Me recordó el poder de las palabras, esas que siempre caminan, que no conocen de clima u horario, que se cuelan en nuestro pecho y resbalan por la garganta. que se agolpan en nuestra lengua o anhelantes se trasladan a las puntas de nuestros dedos, esperando cobrar vida, que no son ni buenas ni malas, que como los sentimientos, son transparentes, que son artífice de ilusiones, consuelo de corazones olvidados o dagas incandescentes. Al final son vehículo y fin, motivo y sentido.

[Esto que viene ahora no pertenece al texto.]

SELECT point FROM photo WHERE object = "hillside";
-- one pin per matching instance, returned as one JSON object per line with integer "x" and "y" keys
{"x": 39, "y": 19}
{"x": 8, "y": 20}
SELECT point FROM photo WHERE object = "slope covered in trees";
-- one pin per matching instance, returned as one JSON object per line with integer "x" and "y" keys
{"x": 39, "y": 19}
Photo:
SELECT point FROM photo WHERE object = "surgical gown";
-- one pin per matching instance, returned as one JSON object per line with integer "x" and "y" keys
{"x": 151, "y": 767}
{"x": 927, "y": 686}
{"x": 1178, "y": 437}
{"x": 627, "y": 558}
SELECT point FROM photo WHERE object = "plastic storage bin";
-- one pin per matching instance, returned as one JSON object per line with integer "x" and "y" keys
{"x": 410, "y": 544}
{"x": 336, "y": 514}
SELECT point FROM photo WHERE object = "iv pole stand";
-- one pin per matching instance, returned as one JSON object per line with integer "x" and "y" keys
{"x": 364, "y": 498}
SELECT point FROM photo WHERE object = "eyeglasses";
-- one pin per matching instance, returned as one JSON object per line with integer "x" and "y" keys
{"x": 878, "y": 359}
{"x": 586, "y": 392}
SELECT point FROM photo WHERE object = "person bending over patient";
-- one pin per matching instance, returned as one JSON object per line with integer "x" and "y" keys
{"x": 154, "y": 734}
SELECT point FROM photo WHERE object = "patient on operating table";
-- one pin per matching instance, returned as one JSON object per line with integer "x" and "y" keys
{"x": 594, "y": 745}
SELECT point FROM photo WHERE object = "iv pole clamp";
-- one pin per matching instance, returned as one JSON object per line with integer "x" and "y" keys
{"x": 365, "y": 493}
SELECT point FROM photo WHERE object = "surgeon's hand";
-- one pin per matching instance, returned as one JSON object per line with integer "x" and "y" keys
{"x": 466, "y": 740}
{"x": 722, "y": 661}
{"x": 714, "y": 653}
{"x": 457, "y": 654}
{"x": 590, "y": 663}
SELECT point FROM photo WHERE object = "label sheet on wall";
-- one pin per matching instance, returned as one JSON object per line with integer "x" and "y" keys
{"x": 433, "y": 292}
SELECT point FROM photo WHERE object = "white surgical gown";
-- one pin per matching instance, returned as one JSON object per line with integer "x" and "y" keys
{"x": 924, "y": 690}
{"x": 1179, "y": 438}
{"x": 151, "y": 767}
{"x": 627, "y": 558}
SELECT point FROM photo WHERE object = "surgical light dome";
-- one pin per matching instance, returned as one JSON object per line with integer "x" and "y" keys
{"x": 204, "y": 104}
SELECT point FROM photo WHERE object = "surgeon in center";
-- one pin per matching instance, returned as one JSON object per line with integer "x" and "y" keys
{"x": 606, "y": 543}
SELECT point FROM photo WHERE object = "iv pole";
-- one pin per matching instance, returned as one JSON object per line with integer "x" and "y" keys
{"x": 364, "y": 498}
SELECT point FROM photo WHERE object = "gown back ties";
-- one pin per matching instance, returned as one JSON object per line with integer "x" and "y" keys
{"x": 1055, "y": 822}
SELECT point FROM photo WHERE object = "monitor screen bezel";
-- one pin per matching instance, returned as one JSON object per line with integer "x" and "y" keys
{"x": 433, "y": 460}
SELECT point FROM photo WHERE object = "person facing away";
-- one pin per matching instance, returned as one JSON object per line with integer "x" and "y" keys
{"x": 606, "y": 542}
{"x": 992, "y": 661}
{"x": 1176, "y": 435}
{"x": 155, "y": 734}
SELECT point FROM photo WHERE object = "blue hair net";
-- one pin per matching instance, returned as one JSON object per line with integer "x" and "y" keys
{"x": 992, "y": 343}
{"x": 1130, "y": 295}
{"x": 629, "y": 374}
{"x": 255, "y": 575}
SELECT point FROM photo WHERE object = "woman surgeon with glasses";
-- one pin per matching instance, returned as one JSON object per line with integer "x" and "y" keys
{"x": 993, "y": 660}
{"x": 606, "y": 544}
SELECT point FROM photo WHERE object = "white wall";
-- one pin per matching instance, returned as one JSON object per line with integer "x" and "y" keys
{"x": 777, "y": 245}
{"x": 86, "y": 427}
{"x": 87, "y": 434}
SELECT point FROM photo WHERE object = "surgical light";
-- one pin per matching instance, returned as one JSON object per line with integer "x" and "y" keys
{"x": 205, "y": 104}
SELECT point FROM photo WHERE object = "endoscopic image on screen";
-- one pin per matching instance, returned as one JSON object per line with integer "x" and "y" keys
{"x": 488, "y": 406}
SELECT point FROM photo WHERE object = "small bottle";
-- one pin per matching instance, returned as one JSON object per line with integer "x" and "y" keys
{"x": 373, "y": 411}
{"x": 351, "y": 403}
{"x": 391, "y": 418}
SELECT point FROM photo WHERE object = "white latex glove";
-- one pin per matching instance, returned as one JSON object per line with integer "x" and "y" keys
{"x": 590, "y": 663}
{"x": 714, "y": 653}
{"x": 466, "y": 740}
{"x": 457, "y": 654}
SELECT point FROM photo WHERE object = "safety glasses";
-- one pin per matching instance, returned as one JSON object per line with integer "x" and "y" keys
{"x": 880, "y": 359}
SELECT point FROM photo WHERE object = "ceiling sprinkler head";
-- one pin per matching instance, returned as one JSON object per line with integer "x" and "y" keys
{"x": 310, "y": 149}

Vaya que si Liesel lo entendió. Me regaló un pasaje a mis recuerdos, conmino a mi espíritu sensible a despertar, al redescrubrimiento de su permanencia indeleble. Me permití conmoverme con sus personajes entrañables, mientras nublaban los ojos, cristalinas fugitivas que partían gustosas.
Al final recordé que aunque soy cinefilo, soy más amante de los libros, pues en la imaginación, las palabras crean escenarios que jamás podrán superarse.